Une décision qui devrait apporter son lot de débats mais qui est saluée par plusieurs dirigeants d’entreprises actuellement présentes au sein du Next 40, à l’instar de Franck Le Tendre, fondateur de Finalcad qui estime nécessaire de « donner une lecture la plus stable possible à notre écosystème et pouvoir capitaliser dessus. On aime bien changer les règles tout le temps mais, à force, cela devient illisible » .

Des critères qui n’ont pas vocation à changer…

Les licornes françaises et les entreprises technologiques qui ont réalisé une levée de fonds supérieure à 100 millions d’euros sur les trois dernières années devraient donc à nouveau être automatiquement sélectionnées dans le Next 40. Elles seront rejointes par les entreprises qui ont réalisé les tours de table les plus importants – au moins 20 millions d’euros – sur les trois dernières années et affichaient un chiffre d’affaires supérieur à 5 millions d’euros lors du dernier exercice, assorti d’une croissance annuelle moyenne d’au moins 30% sur les trois exercices précédents. L’équilibrage régional retenu lors de la première promotion, avec la sélection d’au moins deux startups par région – celle ayant réalisé la levée de fonds la plus importante et celle présentant la plus forte croissance – devrait lui aussi être conservé pour assurer une représentativité de tous les territoires, notamment ceux d’Outre-mer.

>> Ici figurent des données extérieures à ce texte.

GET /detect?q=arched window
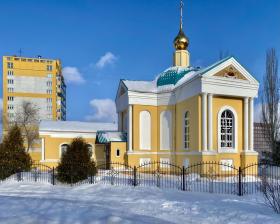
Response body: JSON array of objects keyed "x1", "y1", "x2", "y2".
[
  {"x1": 184, "y1": 111, "x2": 190, "y2": 149},
  {"x1": 86, "y1": 144, "x2": 93, "y2": 157},
  {"x1": 139, "y1": 111, "x2": 151, "y2": 150},
  {"x1": 220, "y1": 110, "x2": 234, "y2": 148},
  {"x1": 160, "y1": 111, "x2": 172, "y2": 150},
  {"x1": 60, "y1": 143, "x2": 69, "y2": 158}
]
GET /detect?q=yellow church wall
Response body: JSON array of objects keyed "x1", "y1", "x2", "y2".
[
  {"x1": 95, "y1": 144, "x2": 106, "y2": 166},
  {"x1": 175, "y1": 95, "x2": 201, "y2": 152},
  {"x1": 110, "y1": 142, "x2": 127, "y2": 164},
  {"x1": 132, "y1": 105, "x2": 159, "y2": 151},
  {"x1": 41, "y1": 135, "x2": 96, "y2": 167},
  {"x1": 29, "y1": 152, "x2": 41, "y2": 162}
]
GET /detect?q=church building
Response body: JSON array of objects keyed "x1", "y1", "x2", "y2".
[{"x1": 38, "y1": 3, "x2": 259, "y2": 168}]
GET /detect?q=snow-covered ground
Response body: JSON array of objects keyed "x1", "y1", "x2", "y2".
[{"x1": 0, "y1": 181, "x2": 279, "y2": 224}]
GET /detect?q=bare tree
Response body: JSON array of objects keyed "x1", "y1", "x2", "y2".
[
  {"x1": 15, "y1": 101, "x2": 39, "y2": 152},
  {"x1": 261, "y1": 48, "x2": 280, "y2": 163},
  {"x1": 261, "y1": 166, "x2": 280, "y2": 213}
]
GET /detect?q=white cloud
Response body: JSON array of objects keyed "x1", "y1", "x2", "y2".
[
  {"x1": 85, "y1": 98, "x2": 117, "y2": 123},
  {"x1": 96, "y1": 52, "x2": 117, "y2": 69},
  {"x1": 62, "y1": 66, "x2": 85, "y2": 84}
]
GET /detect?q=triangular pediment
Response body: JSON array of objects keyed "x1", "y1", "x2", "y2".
[
  {"x1": 115, "y1": 80, "x2": 128, "y2": 100},
  {"x1": 213, "y1": 65, "x2": 247, "y2": 80},
  {"x1": 202, "y1": 57, "x2": 259, "y2": 84}
]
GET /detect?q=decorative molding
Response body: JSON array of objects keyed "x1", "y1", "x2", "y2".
[
  {"x1": 40, "y1": 159, "x2": 59, "y2": 163},
  {"x1": 39, "y1": 131, "x2": 96, "y2": 139}
]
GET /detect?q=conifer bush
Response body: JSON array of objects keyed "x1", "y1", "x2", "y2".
[
  {"x1": 56, "y1": 137, "x2": 96, "y2": 184},
  {"x1": 0, "y1": 125, "x2": 32, "y2": 180}
]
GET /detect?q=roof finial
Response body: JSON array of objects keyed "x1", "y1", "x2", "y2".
[
  {"x1": 180, "y1": 0, "x2": 183, "y2": 30},
  {"x1": 173, "y1": 0, "x2": 189, "y2": 50}
]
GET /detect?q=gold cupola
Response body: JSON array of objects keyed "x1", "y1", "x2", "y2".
[
  {"x1": 173, "y1": 0, "x2": 190, "y2": 67},
  {"x1": 174, "y1": 27, "x2": 189, "y2": 50}
]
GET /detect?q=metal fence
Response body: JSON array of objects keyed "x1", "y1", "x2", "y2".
[{"x1": 1, "y1": 161, "x2": 279, "y2": 196}]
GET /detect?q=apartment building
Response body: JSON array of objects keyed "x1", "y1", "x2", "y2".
[{"x1": 2, "y1": 55, "x2": 66, "y2": 132}]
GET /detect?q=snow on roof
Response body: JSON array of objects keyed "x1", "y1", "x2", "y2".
[
  {"x1": 40, "y1": 120, "x2": 118, "y2": 133},
  {"x1": 122, "y1": 57, "x2": 233, "y2": 94}
]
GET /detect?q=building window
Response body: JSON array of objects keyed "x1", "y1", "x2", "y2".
[
  {"x1": 184, "y1": 111, "x2": 190, "y2": 149},
  {"x1": 47, "y1": 65, "x2": 53, "y2": 71},
  {"x1": 160, "y1": 111, "x2": 172, "y2": 150},
  {"x1": 47, "y1": 81, "x2": 52, "y2": 87},
  {"x1": 160, "y1": 158, "x2": 170, "y2": 168},
  {"x1": 47, "y1": 89, "x2": 52, "y2": 94},
  {"x1": 7, "y1": 70, "x2": 14, "y2": 76},
  {"x1": 47, "y1": 98, "x2": 52, "y2": 103},
  {"x1": 220, "y1": 109, "x2": 234, "y2": 148},
  {"x1": 220, "y1": 159, "x2": 233, "y2": 171},
  {"x1": 8, "y1": 96, "x2": 14, "y2": 101},
  {"x1": 7, "y1": 62, "x2": 13, "y2": 69},
  {"x1": 47, "y1": 106, "x2": 52, "y2": 111},
  {"x1": 8, "y1": 87, "x2": 14, "y2": 93},
  {"x1": 47, "y1": 74, "x2": 53, "y2": 78},
  {"x1": 183, "y1": 159, "x2": 189, "y2": 168},
  {"x1": 8, "y1": 105, "x2": 14, "y2": 110},
  {"x1": 139, "y1": 111, "x2": 151, "y2": 150},
  {"x1": 60, "y1": 144, "x2": 69, "y2": 158},
  {"x1": 7, "y1": 79, "x2": 14, "y2": 84},
  {"x1": 116, "y1": 149, "x2": 120, "y2": 157},
  {"x1": 139, "y1": 158, "x2": 151, "y2": 167},
  {"x1": 86, "y1": 144, "x2": 93, "y2": 157}
]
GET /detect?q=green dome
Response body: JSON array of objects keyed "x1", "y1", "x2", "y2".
[{"x1": 156, "y1": 67, "x2": 198, "y2": 87}]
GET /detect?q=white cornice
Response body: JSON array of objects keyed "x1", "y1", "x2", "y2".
[{"x1": 40, "y1": 131, "x2": 96, "y2": 139}]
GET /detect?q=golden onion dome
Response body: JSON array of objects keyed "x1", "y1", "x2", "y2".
[{"x1": 173, "y1": 28, "x2": 189, "y2": 50}]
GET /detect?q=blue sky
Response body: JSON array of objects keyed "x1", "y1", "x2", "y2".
[{"x1": 0, "y1": 0, "x2": 279, "y2": 123}]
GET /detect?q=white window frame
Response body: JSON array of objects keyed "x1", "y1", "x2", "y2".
[
  {"x1": 217, "y1": 106, "x2": 238, "y2": 153},
  {"x1": 139, "y1": 110, "x2": 151, "y2": 150},
  {"x1": 160, "y1": 110, "x2": 172, "y2": 150},
  {"x1": 220, "y1": 159, "x2": 234, "y2": 171},
  {"x1": 160, "y1": 158, "x2": 170, "y2": 168},
  {"x1": 183, "y1": 110, "x2": 190, "y2": 150},
  {"x1": 59, "y1": 143, "x2": 69, "y2": 158},
  {"x1": 183, "y1": 159, "x2": 190, "y2": 168},
  {"x1": 139, "y1": 158, "x2": 151, "y2": 167}
]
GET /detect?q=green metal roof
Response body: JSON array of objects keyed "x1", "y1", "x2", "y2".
[
  {"x1": 156, "y1": 67, "x2": 198, "y2": 87},
  {"x1": 96, "y1": 131, "x2": 127, "y2": 144}
]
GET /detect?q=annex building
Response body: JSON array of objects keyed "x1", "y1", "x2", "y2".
[{"x1": 37, "y1": 10, "x2": 259, "y2": 168}]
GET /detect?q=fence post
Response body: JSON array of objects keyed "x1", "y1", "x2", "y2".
[
  {"x1": 52, "y1": 167, "x2": 55, "y2": 185},
  {"x1": 238, "y1": 167, "x2": 242, "y2": 196},
  {"x1": 133, "y1": 166, "x2": 137, "y2": 187},
  {"x1": 182, "y1": 166, "x2": 185, "y2": 191}
]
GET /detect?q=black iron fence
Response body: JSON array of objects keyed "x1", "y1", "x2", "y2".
[{"x1": 0, "y1": 161, "x2": 279, "y2": 196}]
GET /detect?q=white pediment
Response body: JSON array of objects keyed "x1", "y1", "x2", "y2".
[{"x1": 202, "y1": 57, "x2": 259, "y2": 85}]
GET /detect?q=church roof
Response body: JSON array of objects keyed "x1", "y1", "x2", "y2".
[
  {"x1": 122, "y1": 56, "x2": 233, "y2": 93},
  {"x1": 96, "y1": 131, "x2": 127, "y2": 143},
  {"x1": 40, "y1": 120, "x2": 118, "y2": 133}
]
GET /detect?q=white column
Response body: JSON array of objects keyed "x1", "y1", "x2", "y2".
[
  {"x1": 128, "y1": 105, "x2": 133, "y2": 152},
  {"x1": 207, "y1": 94, "x2": 213, "y2": 151},
  {"x1": 243, "y1": 97, "x2": 249, "y2": 151},
  {"x1": 249, "y1": 98, "x2": 254, "y2": 151},
  {"x1": 41, "y1": 138, "x2": 45, "y2": 161},
  {"x1": 202, "y1": 93, "x2": 207, "y2": 151}
]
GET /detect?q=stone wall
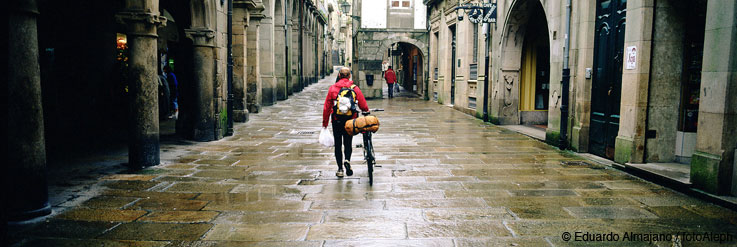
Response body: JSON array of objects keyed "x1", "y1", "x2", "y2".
[{"x1": 643, "y1": 0, "x2": 688, "y2": 163}]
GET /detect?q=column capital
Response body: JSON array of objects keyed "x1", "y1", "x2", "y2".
[
  {"x1": 116, "y1": 11, "x2": 167, "y2": 37},
  {"x1": 185, "y1": 28, "x2": 216, "y2": 47},
  {"x1": 235, "y1": 0, "x2": 264, "y2": 11}
]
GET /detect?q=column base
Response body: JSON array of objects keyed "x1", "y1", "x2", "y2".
[
  {"x1": 545, "y1": 130, "x2": 560, "y2": 147},
  {"x1": 7, "y1": 203, "x2": 51, "y2": 222},
  {"x1": 234, "y1": 110, "x2": 249, "y2": 122},
  {"x1": 128, "y1": 134, "x2": 160, "y2": 169},
  {"x1": 262, "y1": 87, "x2": 276, "y2": 106},
  {"x1": 614, "y1": 136, "x2": 634, "y2": 164},
  {"x1": 248, "y1": 104, "x2": 262, "y2": 114},
  {"x1": 691, "y1": 151, "x2": 734, "y2": 195},
  {"x1": 571, "y1": 126, "x2": 589, "y2": 152},
  {"x1": 193, "y1": 122, "x2": 216, "y2": 142}
]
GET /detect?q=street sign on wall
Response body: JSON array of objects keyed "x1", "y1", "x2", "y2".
[
  {"x1": 482, "y1": 3, "x2": 497, "y2": 23},
  {"x1": 458, "y1": 3, "x2": 497, "y2": 24}
]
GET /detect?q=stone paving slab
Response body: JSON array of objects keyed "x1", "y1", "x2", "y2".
[
  {"x1": 98, "y1": 222, "x2": 213, "y2": 241},
  {"x1": 10, "y1": 72, "x2": 737, "y2": 246},
  {"x1": 204, "y1": 223, "x2": 309, "y2": 241}
]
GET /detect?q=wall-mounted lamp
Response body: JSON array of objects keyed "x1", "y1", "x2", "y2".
[{"x1": 340, "y1": 1, "x2": 351, "y2": 15}]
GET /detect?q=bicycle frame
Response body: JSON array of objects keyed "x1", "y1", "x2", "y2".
[{"x1": 359, "y1": 109, "x2": 382, "y2": 185}]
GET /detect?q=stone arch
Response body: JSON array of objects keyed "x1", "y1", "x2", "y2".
[
  {"x1": 497, "y1": 0, "x2": 552, "y2": 124},
  {"x1": 291, "y1": 0, "x2": 298, "y2": 22},
  {"x1": 274, "y1": 0, "x2": 284, "y2": 24},
  {"x1": 379, "y1": 36, "x2": 428, "y2": 75},
  {"x1": 378, "y1": 36, "x2": 429, "y2": 65},
  {"x1": 378, "y1": 36, "x2": 429, "y2": 96}
]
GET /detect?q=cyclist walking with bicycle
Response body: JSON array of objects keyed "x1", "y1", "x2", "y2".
[{"x1": 322, "y1": 67, "x2": 369, "y2": 178}]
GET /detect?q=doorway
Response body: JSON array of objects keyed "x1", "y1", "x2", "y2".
[
  {"x1": 675, "y1": 1, "x2": 706, "y2": 164},
  {"x1": 589, "y1": 0, "x2": 626, "y2": 159},
  {"x1": 518, "y1": 4, "x2": 550, "y2": 126},
  {"x1": 385, "y1": 42, "x2": 425, "y2": 98},
  {"x1": 450, "y1": 25, "x2": 457, "y2": 105}
]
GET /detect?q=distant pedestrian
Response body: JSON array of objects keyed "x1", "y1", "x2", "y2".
[
  {"x1": 158, "y1": 73, "x2": 170, "y2": 120},
  {"x1": 322, "y1": 67, "x2": 369, "y2": 177},
  {"x1": 381, "y1": 60, "x2": 389, "y2": 77},
  {"x1": 164, "y1": 65, "x2": 179, "y2": 119},
  {"x1": 384, "y1": 66, "x2": 397, "y2": 98}
]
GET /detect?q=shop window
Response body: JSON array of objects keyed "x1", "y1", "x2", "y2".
[{"x1": 679, "y1": 31, "x2": 704, "y2": 132}]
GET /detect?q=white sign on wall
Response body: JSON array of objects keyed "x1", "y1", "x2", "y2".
[{"x1": 626, "y1": 46, "x2": 637, "y2": 70}]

Si la French Tech entend et comprend la volonté de l’écosystème de voir les entreprises à impact davantage représentées, la directrice de la French Tech tient à rappeler que l’hypercroissance est tout à fait compatible avec l’impact, qu’il soit social ou environnemental. « La notion d’impact est souvent opposée à l’hypercroissance mais il y a déjà dans le French Tech 120 des entreprises qui combinent les deux : Ÿnsect, Ecovadis, Back Market, Recommerce, Certideal… Leur impact est aussi déterminé par leur traction.  » Louis Fleuret, responsable des affaires publiques de la French Tech, estime que « la sélection par la performance économique permet de repérer les entreprises à impact. Les secteurs d’avenir sont déjà présents dans la promotion actuelle, la santé est le premier secteur représenté avec 23 acteurs » .

… mais une sélection renouvelée

Malgré le maintien des critères initiaux, il devrait y avoir quelques changements parmi l’élite du French Tech 120. « Nous estimons qu’il devrait y avoir un churn de 25 à 40%, indique Kat Borlongan. L’an dernier, 250 entreprises étaient éligibles et 123 ont été sélectionnées. » Un bon signal pour toutes les startups qui avaient nourri des regrets – et une forme d’amertume – de ne pas avoir eu leur chance l’année dernière. « Le renouvellement proviendra surtout du fait que les barrières à l’entrée sont plus hautes parce que les entreprises se portent bien, pas parce que certains lauréats ont souffert » , souligne la directrice de la French Tech. « Le French Tech 120 reste une photographie de l’écosystème technologique français à un instant T » , rappelle Kat Borlongan.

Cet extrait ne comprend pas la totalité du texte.